Le Règne de Dieu est au milieu de vous

Jeudi 12 novembre 2020
Mémoire de St Josaphat, évêque et martyr (1580-1623)
Phm 7-20 ; Ps 145 ; Lc 17,20-25
Homélie du frère Joseph-Thomas Pini

Nous sommes aujourd’hui conviés à une nouvelle discussion entre Jésus et les pharisiens, sur l’un des points d’achoppement pour une partie des auditeurs du Christ : la venue du Règne de Dieu. Car il s’agit bien de savoir si, quand et comment le Messie royal attendu va venir, en tendant sans doute un nouveau piège au Seigneur : que prétend-Il être, et à quel titre ? Conviés, nous le sommes avec tout le peuple des fidèles du Christ depuis les origines, car la question de l’avènement du Royaume demeure constante et pressante depuis le début de l’enseignement du Christ et de la constitution de Son Église, et spécialement au milieu de l’adversité et des tribulations. Le désir de « voir un seul des jours du Fils de l’homme » ne s’est, heureusement, jamais éteint.

Et Jésus, la « pierre d’angle rejetée par les bâtisseurs », le Rocher qui fonde mais fait aussi chuter, apporte une réponse décisive pour eux et pour nous. L’avènement du Seigneur n’est ni question de lieu, ni de groupe. Et l’enseignement de Luc, dont l’Évangile distingue, de manière originale, cet avènement des signes et manifestations de la fin des temps, sous-entend aussi que cette fin et le Seigneur en Son avènement final, sont distincts et ne doivent pas être confondus, et que les évènements et l’avènement n’ont pas de rapport de cause à effet, et ne sont pas contenus l’un dans l’autre.

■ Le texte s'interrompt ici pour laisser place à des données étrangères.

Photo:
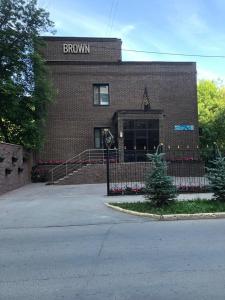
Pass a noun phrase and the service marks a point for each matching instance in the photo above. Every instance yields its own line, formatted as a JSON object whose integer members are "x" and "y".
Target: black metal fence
{"x": 186, "y": 167}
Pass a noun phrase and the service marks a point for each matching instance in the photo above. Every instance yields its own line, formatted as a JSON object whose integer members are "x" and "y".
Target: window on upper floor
{"x": 101, "y": 94}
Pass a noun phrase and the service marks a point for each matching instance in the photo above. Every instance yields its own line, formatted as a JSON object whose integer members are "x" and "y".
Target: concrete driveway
{"x": 61, "y": 242}
{"x": 40, "y": 205}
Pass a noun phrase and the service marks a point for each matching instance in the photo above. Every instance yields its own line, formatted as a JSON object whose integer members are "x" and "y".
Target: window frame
{"x": 99, "y": 86}
{"x": 101, "y": 141}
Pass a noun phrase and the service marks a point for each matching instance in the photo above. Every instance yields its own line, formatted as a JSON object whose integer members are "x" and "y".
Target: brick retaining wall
{"x": 15, "y": 167}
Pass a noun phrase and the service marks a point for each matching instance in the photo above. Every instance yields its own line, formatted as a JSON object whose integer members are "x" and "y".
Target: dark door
{"x": 140, "y": 137}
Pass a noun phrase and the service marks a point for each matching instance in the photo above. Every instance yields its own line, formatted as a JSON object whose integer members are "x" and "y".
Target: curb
{"x": 199, "y": 216}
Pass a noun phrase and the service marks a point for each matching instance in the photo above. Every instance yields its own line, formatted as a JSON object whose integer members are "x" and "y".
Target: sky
{"x": 171, "y": 26}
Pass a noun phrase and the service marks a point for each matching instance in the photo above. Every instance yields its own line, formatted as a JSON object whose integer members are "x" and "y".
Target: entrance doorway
{"x": 140, "y": 137}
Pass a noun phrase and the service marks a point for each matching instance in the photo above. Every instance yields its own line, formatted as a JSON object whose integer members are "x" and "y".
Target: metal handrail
{"x": 63, "y": 169}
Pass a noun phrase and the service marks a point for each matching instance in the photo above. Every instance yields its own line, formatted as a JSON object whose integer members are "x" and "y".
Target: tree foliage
{"x": 159, "y": 188}
{"x": 216, "y": 176}
{"x": 25, "y": 90}
{"x": 211, "y": 107}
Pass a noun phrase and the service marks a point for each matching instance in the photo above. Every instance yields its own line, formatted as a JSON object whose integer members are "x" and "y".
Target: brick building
{"x": 142, "y": 103}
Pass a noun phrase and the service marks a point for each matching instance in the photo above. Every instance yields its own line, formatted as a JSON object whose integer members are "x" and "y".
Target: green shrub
{"x": 216, "y": 176}
{"x": 159, "y": 188}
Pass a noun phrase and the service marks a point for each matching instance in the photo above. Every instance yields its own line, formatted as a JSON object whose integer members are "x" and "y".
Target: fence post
{"x": 107, "y": 170}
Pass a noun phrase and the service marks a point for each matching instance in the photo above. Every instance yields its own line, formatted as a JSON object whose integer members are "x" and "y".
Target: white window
{"x": 101, "y": 94}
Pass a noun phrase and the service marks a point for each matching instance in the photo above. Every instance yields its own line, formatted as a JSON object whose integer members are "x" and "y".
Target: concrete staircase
{"x": 91, "y": 173}
{"x": 86, "y": 167}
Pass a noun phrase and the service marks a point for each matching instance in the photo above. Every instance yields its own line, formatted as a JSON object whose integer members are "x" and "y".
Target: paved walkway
{"x": 38, "y": 204}
{"x": 61, "y": 242}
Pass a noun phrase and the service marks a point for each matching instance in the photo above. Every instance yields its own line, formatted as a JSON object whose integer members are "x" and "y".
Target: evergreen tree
{"x": 216, "y": 176}
{"x": 25, "y": 90}
{"x": 159, "y": 188}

Christ en gloire – Mosaïque du baptistère saint Jean-Baptiste, Florence – Vers 1300 – © The Yorck Project

Puis à chacun, les pharisiens d’abord, les disciples ensuite, mais en vérité pour tous là encore (car nous savons bien être autant les uns que les autres), le Christ précise Son enseignement déroutant. Déroutant pour les pharisiens : la venue du Règne de Dieu n’est pas sujette à observation, comme l’on suivrait des traces ou l’on scruterait des faits et des signes. Le grec original, suivi par la Vulgate, est volontairement ambivalent, et vient toucher au point sensible Ses interlocuteurs juifs : l’observation est aussi observance, et, lorsque Jésus reprend l’affirmation du commencement de Sa prédication (« Le Royaume de Dieu est au milieu de vous »), Il redit aussi qu’Il est au-dedans de ceux qui entendent la Parole. Déroutant pour les disciples aussi : à eux qui entendent la Parole et s’efforcent de la recevoir, Il redit que le Règne est déjà là, et que Son avènement sera un grand éclair lumineux qui rendra visible ce qui ne se voit. Et pour eux, Il ajoute, comme un autre avertissement et un critère de discernement, que ce qu’ils verront dans Sa Passion et sur Sa Croix, rend aussi et déjà visible le Règne de Dieu, comment, pourquoi et à quelle fin le Seigneur règne sur l’univers et quelle est la vérité du Royaume.

Le Règne de Dieu et le Jour de Dieu : ni bouleversements d’un monde appelé à finir depuis sa création, que le poids du péché entraîne vers sa chute et que la sainteté de Dieu dissoudra pour qu’Il prenne toutes choses en Lui ; ni le triomphe d’un Messie restaurateur royal de l’Israël terrestre. Mais la manifestation visible et définitive de la Sagesse et de la Vie mêmes de Dieu, qui ne cessent irrésistiblement d’agir. Notre chemin de prière est alors tout tracé : demander que ne tiédisse, en nous et dans le cœur des fidèles du Christ et de tous les hommes de bonne volonté, le désir confiant et aimant du Jour de Dieu, sachant notre rôle d’ouvriers du Royaume et aussi notre si grande pauvreté. Demander aussi le regard vigilant sur toutes les manifestations déjà visibles du Royaume, pour les chérir, et en témoigner dans l’espérance.